El problema es que el sistema se enfoca en reportar el saldo acumulado en pesos corrientes, ignorando el riesgo de conversión a ingresos: la incertidumbre sobre cuántos ingresos futuros puede realmente financiar ese saldo. El costo actual de adquirir una renta estable durante el retiro es altamente sensible a los movimientos en las tasas de interés. Si el objetivo es maximizar las pensiones, las métricas utilizadas para evaluar el desempeño de las administradoras deben reflejar tanto ese objetivo como ese riesgo
Mantilla ofreció una analogía para ilustrar el punto:
«Piensen en un piloto que por equivocación pone el GPS del avión con destino a Santiago de Compostela, cuando en realidad su objetivo es llegar Santiago de Chile. Una estrategia puede ser muy buena para un objetivo, pero muy mala para otro».
La solución propuesta es un cambio fundamental en cómo se reporta la información y cómo se mide el desempeño de los fondos. Siguiendo el modelo de otros sistemas como el de Países Bajos, los extractos deberían mostrar a los ahorradores el ingreso mensual proyectado que sus ahorros podrían generar, expresado en pesos de hoy.
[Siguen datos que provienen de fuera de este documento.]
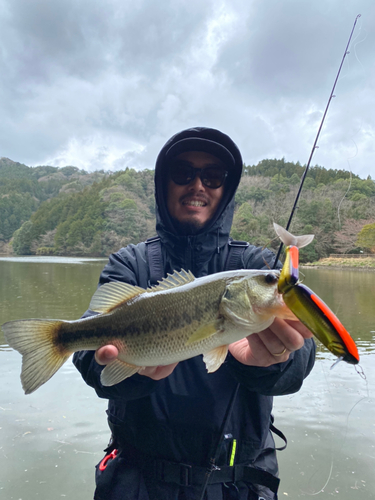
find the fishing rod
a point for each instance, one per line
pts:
(316, 140)
(216, 449)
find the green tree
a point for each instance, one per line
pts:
(366, 237)
(23, 239)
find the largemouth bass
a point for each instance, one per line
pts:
(180, 318)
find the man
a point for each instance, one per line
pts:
(166, 420)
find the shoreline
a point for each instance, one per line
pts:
(337, 267)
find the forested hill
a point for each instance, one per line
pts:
(67, 211)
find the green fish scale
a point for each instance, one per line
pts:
(152, 327)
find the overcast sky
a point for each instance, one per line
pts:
(102, 84)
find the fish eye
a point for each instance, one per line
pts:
(270, 278)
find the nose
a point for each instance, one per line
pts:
(196, 183)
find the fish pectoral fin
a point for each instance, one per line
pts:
(117, 371)
(111, 295)
(235, 305)
(203, 332)
(173, 280)
(215, 358)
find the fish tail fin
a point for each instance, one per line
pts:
(290, 240)
(35, 339)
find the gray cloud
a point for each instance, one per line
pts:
(104, 84)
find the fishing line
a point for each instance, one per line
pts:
(316, 139)
(212, 464)
(343, 198)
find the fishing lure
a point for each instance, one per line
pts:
(307, 306)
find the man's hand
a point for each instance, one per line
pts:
(272, 345)
(104, 355)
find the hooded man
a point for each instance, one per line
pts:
(166, 421)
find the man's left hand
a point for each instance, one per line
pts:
(272, 345)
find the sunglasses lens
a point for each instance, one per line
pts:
(212, 177)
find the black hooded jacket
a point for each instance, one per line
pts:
(178, 418)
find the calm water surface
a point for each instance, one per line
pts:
(51, 439)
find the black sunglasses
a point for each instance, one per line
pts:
(212, 177)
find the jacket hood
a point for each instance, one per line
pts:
(216, 231)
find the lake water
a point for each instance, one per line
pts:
(51, 439)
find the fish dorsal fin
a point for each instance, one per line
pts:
(290, 240)
(173, 280)
(111, 295)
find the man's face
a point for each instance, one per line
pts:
(194, 204)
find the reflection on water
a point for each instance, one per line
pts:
(51, 439)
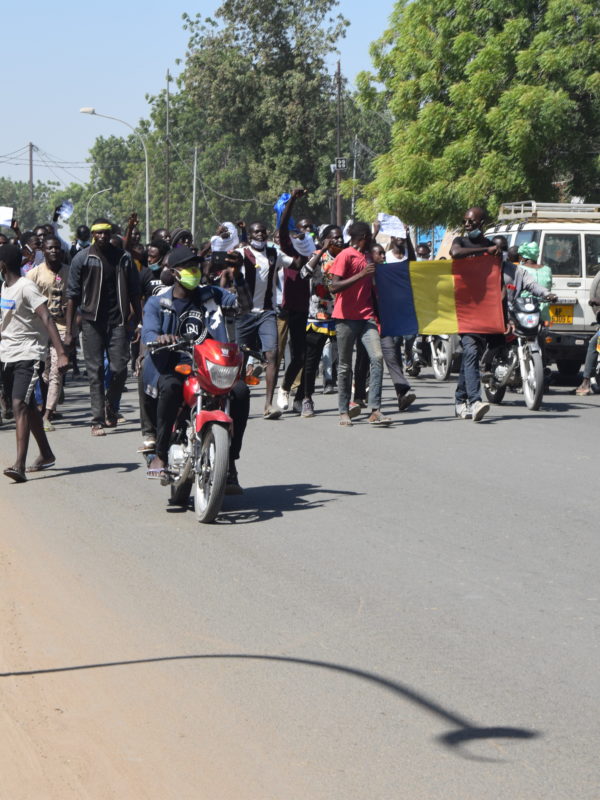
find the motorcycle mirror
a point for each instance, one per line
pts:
(190, 336)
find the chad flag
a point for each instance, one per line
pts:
(431, 297)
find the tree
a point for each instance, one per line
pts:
(495, 100)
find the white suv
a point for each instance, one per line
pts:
(569, 238)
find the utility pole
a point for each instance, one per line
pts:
(338, 153)
(31, 171)
(167, 157)
(194, 194)
(354, 175)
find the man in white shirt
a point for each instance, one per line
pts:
(26, 326)
(261, 266)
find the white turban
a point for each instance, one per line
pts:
(219, 244)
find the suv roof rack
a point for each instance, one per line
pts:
(529, 209)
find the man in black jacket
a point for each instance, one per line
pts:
(104, 285)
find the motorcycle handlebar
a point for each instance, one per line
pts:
(154, 346)
(179, 343)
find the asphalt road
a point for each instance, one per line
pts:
(401, 613)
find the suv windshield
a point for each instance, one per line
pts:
(524, 237)
(561, 253)
(592, 254)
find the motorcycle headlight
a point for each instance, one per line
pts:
(527, 320)
(222, 377)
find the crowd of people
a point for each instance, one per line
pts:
(297, 288)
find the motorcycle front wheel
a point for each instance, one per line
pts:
(533, 381)
(442, 354)
(211, 474)
(182, 486)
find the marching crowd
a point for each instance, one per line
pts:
(308, 288)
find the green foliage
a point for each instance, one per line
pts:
(494, 101)
(256, 99)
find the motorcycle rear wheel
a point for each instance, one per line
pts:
(442, 354)
(211, 475)
(533, 382)
(495, 394)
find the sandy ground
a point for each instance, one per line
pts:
(105, 732)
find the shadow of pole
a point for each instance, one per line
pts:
(466, 730)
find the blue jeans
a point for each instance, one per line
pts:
(591, 358)
(468, 388)
(347, 332)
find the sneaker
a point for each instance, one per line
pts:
(354, 410)
(147, 446)
(405, 400)
(377, 418)
(462, 411)
(112, 416)
(283, 399)
(308, 409)
(232, 487)
(479, 410)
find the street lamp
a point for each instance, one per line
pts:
(87, 208)
(88, 110)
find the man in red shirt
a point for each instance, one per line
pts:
(352, 285)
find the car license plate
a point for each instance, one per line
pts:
(561, 315)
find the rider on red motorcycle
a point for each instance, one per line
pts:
(185, 308)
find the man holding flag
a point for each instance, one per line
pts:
(468, 389)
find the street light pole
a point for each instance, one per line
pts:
(87, 208)
(88, 110)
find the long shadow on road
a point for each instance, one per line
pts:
(465, 730)
(260, 503)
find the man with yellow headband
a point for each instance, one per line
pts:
(104, 286)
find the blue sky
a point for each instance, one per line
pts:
(65, 56)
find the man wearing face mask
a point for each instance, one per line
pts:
(260, 268)
(468, 389)
(104, 284)
(150, 282)
(163, 315)
(83, 240)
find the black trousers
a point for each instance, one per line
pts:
(361, 372)
(391, 347)
(147, 411)
(113, 339)
(296, 321)
(170, 395)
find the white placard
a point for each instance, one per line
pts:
(391, 225)
(6, 216)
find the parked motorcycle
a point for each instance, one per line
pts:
(441, 352)
(517, 364)
(198, 455)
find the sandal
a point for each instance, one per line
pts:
(39, 467)
(272, 413)
(354, 410)
(377, 418)
(15, 474)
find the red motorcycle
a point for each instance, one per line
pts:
(198, 455)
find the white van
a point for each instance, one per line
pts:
(569, 238)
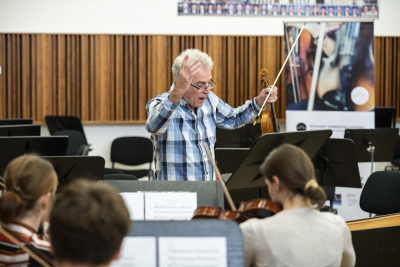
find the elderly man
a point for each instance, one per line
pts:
(184, 118)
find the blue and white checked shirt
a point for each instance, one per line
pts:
(178, 133)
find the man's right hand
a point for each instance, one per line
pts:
(186, 74)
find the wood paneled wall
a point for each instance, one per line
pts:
(105, 78)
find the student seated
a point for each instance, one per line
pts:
(87, 225)
(30, 187)
(299, 235)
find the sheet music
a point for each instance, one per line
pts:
(137, 252)
(192, 251)
(134, 201)
(178, 206)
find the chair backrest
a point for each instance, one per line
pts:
(381, 193)
(76, 144)
(119, 177)
(132, 150)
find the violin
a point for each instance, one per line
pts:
(258, 208)
(276, 79)
(268, 119)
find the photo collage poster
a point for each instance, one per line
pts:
(332, 8)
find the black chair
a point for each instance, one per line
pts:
(385, 117)
(133, 151)
(119, 177)
(381, 193)
(76, 144)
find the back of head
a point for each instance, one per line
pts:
(87, 223)
(295, 171)
(27, 178)
(205, 60)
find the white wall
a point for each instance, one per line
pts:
(147, 17)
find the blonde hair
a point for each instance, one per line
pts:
(26, 178)
(205, 60)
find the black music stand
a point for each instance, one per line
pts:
(20, 130)
(228, 158)
(247, 175)
(69, 168)
(62, 123)
(15, 121)
(242, 137)
(336, 165)
(13, 147)
(373, 144)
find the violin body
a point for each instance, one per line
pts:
(257, 208)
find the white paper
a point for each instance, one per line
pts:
(134, 201)
(165, 206)
(137, 252)
(192, 251)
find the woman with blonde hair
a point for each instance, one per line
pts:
(299, 235)
(30, 183)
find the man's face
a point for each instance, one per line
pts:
(196, 98)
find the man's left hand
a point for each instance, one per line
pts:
(272, 98)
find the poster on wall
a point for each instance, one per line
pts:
(268, 8)
(330, 76)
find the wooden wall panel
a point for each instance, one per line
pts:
(105, 78)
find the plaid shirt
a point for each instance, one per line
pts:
(178, 133)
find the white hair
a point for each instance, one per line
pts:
(205, 60)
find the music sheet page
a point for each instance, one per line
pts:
(192, 251)
(137, 252)
(178, 206)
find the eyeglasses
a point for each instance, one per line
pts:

«Es crucial que se reporte a la gente en las mismas unidades en las que se le van a pagar los beneficios, que son ingresos mensuales y no un saldo acumulado»,
afirmó Mantilla.
Soluciones innovadoras y desafíos regionales
Las discusiones destacaron soluciones concretas y aplicables que se están implementando en el mundo:
- Fondos generacionales: Se abordó la implementación de estos esquemas de inversión que adaptan su riesgo a la edad del afiliado. Se discutió su introducción en las reformas de Chile y Colombia, y cómo la nueva generación de estos productos en Estados Unidos ya comienza a enfocarse en manejar el riesgo en términos de unidades de ingreso para el retiro.
- Bonos de retiro de Brasil: Un caso de innovación de alto impacto fue el programa «Tesouro Direto«, presentado por Fabio dos Santos Barbosa, del Tesoro Nacional de Brasil. Esta plataforma permite a los individuos comprar un nuevo tipo de bonos de deuda pública llamados Renda+, que garantizan un ingreso durante 20 años a partir de la edad de jubilación, protegido contra la inflación. Con un monto mínimo de inversión de solo un dólar, democratizan el acceso a un vehículo de inversión seguro (con muy bajo riesgo de conversión a ingresos vitalicios), líquido y fácil de usar.
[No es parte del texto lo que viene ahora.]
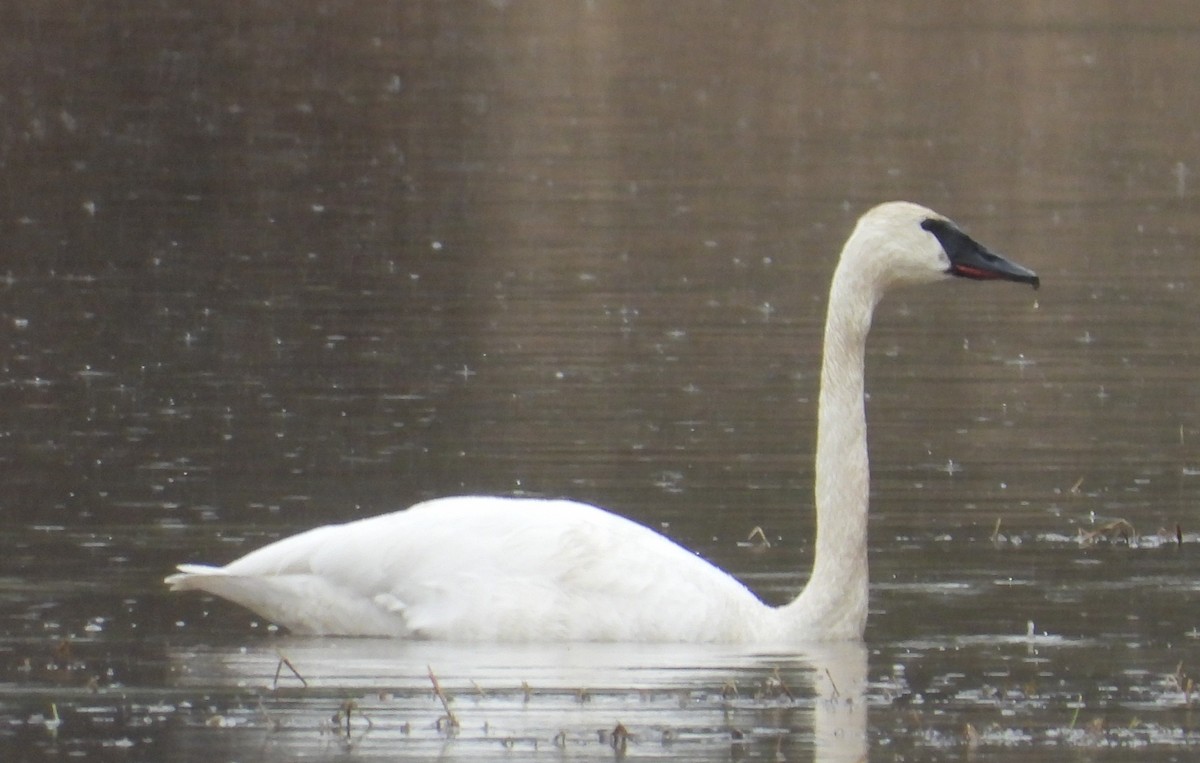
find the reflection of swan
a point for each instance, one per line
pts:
(498, 569)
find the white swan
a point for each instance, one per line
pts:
(510, 569)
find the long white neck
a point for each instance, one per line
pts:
(833, 604)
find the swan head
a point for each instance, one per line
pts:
(901, 242)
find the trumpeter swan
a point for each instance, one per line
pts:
(519, 569)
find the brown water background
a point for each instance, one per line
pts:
(268, 265)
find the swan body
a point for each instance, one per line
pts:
(520, 569)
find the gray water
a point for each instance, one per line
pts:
(265, 266)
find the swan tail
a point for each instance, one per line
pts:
(304, 604)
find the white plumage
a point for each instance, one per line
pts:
(509, 569)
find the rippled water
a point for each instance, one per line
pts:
(264, 268)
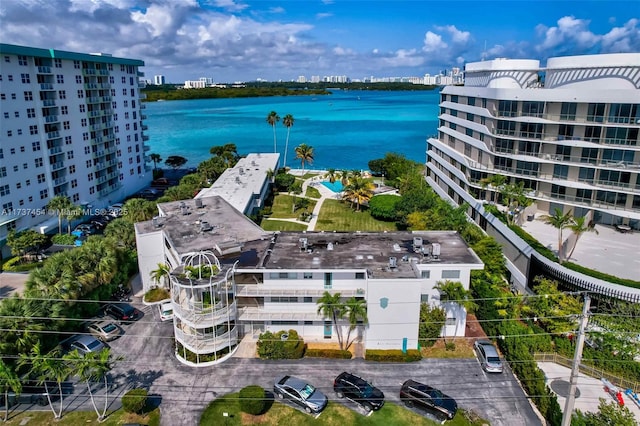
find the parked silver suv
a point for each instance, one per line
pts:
(488, 356)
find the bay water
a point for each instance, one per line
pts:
(346, 129)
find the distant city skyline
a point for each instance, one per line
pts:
(231, 40)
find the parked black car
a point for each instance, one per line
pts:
(301, 393)
(423, 396)
(359, 391)
(122, 312)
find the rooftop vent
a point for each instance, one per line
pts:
(435, 250)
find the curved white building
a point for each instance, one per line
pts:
(568, 131)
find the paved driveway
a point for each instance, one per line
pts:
(149, 361)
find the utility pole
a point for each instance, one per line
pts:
(575, 369)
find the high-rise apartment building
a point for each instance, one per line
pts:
(72, 124)
(568, 131)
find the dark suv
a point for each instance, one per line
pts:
(122, 312)
(359, 391)
(420, 395)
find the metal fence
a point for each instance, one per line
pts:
(588, 370)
- Realidades demográficas: Los expertos también discutieron los inevitables desafíos demográficos. Con las tasas de fertilidad en la región cayendo drásticamente (en los años 70 la tasa era de entre seis y siete hijos por mujer y ahora es inferior a 1.7) y la esperanza de vida en aumento, los parámetros pensionales actuales están desactualizados. Mantilla señaló que, en las reformas pensionales en trámite en países como Colombia, estas realidades demográficas deberían ser tomadas en cuenta, en lugar de mantener parámetros anacrónicos fijados hace décadas.
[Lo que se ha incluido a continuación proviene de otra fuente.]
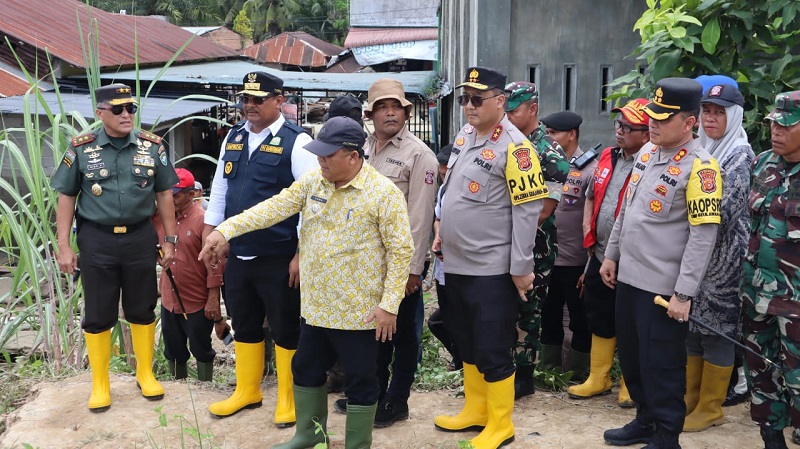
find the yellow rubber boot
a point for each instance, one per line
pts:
(713, 390)
(599, 381)
(249, 369)
(143, 336)
(284, 409)
(474, 414)
(499, 429)
(694, 376)
(624, 398)
(98, 347)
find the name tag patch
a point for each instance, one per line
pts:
(271, 149)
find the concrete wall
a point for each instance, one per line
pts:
(548, 35)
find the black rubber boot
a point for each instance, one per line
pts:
(631, 433)
(773, 438)
(663, 440)
(523, 382)
(205, 371)
(177, 370)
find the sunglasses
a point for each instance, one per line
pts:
(476, 100)
(258, 101)
(627, 129)
(117, 110)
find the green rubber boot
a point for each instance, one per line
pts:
(358, 426)
(205, 371)
(311, 407)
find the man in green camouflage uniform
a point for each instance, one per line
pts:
(771, 281)
(522, 108)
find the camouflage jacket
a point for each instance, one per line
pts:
(555, 168)
(771, 281)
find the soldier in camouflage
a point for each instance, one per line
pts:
(522, 108)
(771, 281)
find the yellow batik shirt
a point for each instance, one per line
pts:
(355, 245)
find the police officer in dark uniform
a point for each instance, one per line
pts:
(116, 176)
(260, 157)
(662, 242)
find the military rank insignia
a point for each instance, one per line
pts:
(498, 130)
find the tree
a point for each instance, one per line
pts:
(326, 19)
(242, 26)
(271, 17)
(755, 43)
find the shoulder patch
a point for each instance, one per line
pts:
(498, 131)
(83, 139)
(147, 135)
Un llamado a la acción: una red de investigación latinoamericana
El llamado a la acción más significativo del evento fue la propuesta de crear una red latinoamericana de estudios sobre pensiones, envejecimiento y jubilación, inspirada en la red neerlandesa Netspar. Ésta, en los últimos 20 años ha reunido a la academia internacional, con la industria y los reguladores del país para llevar a cabo investigación aplicada, fomentando un consenso basado en la evidencia que ha ayudado a los Países Bajos a construir el que es considerado uno de los mejores sistemas de pensiones del mundo.
«Para hacer buenas reformas pensionales debemos tener una dirección clara y para eso tenemos que construir consensos»,
afirmó Mantilla. Dicha red permitiría a la región madurar su conocimiento en estos temas complejos para llegar a políticas más sólidas. En los Países Bajos, este debate ha llevado a soluciones como el ajuste automático de la edad de jubilación según los datos de longevidad, una decisión basada en el consenso técnico y no en campañas políticas.
El Latinoamérica Pension Day 2025 marcó un paso fundamental, abriendo una convocatoria a todos los actores del ecosistema para ser parte activa de la construcción de un futuro pensional más próspero y seguro para América Latina.